Last year the city approved a rate increase for Little Rock Wastewater, and it turns out that part of the money was being used for employee bonuses.
The head of Little Rock Wastewater (LRW) says its employees had gone nearly three years without raises, 50 employees had left and it was time for a raise, but they couldn't afford it.
What they did instead caught city leaders off guard.
Standing in front of a row of skeptical board members, CEO Reggie Corbitt defended a decision to give Little Rock Wastewater employees a one-time bonus.
"I was looking for some way to compensate employees who had struggled through three years with no increase and who had assumed additional responsibilities due to we were down 50 employees, and that's what we did," says Corbitt.
It's not whether employees deserved the extra pay, it's how LRW went about it that rubbed some city directors the wrong way.
"Any particular reason why info wasn't shared with us at that time when we had long dialogue about the rate increase," asked city director Ken Richardson.
The board approved significant rate increases to help pay for court-mandated improvements to the sanitation system, and that's it. But once LRW got the funding boost approved, in July, Corbitt says they voted to dole out what he calls "longevity pay," a one-time $1,250 payment for all 189 employees, totaling over $230,000 in December.

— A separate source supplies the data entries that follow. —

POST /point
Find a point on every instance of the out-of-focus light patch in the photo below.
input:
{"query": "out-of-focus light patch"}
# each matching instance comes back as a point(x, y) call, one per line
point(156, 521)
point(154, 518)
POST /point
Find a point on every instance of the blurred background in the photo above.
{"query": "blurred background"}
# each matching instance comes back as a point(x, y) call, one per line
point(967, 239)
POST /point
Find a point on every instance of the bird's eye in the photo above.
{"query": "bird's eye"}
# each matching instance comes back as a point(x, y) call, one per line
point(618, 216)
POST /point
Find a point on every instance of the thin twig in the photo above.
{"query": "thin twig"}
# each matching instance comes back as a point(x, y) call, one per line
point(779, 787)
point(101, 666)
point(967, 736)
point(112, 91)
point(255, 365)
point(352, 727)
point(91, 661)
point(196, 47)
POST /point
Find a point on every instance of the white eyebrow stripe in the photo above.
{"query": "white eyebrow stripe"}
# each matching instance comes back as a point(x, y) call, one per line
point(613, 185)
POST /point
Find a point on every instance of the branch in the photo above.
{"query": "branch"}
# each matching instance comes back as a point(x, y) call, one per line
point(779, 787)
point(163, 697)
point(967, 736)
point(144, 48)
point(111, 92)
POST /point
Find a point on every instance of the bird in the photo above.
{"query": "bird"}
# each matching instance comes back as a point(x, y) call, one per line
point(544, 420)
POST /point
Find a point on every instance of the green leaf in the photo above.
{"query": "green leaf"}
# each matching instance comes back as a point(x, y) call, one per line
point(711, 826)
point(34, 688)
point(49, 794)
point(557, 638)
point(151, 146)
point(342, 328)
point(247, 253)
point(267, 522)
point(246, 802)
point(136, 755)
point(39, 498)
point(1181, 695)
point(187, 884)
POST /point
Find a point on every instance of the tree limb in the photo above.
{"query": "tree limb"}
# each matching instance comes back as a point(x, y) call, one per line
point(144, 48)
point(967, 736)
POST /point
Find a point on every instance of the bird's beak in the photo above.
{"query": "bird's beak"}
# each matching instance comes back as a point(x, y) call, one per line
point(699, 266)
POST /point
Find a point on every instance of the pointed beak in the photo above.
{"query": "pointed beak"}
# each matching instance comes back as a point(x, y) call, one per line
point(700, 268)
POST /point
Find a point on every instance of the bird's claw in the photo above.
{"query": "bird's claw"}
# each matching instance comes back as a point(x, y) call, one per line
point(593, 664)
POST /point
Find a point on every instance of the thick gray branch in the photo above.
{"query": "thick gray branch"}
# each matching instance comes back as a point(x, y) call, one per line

"I'm certainly sympathetic to employees that haven't received raises in a while, but to learn top-paying executives are getting bonuses and this board not knowing about that when we approved the rate increases is unsettling to me," says city director Stacy Hurst.
The board voted to put their dissatisfaction with LRW's actions on the record, and pushed for a full investigation.
A committee is reviewing LRW's "longevity payments," and will give a full report to city leaders Jan. 22.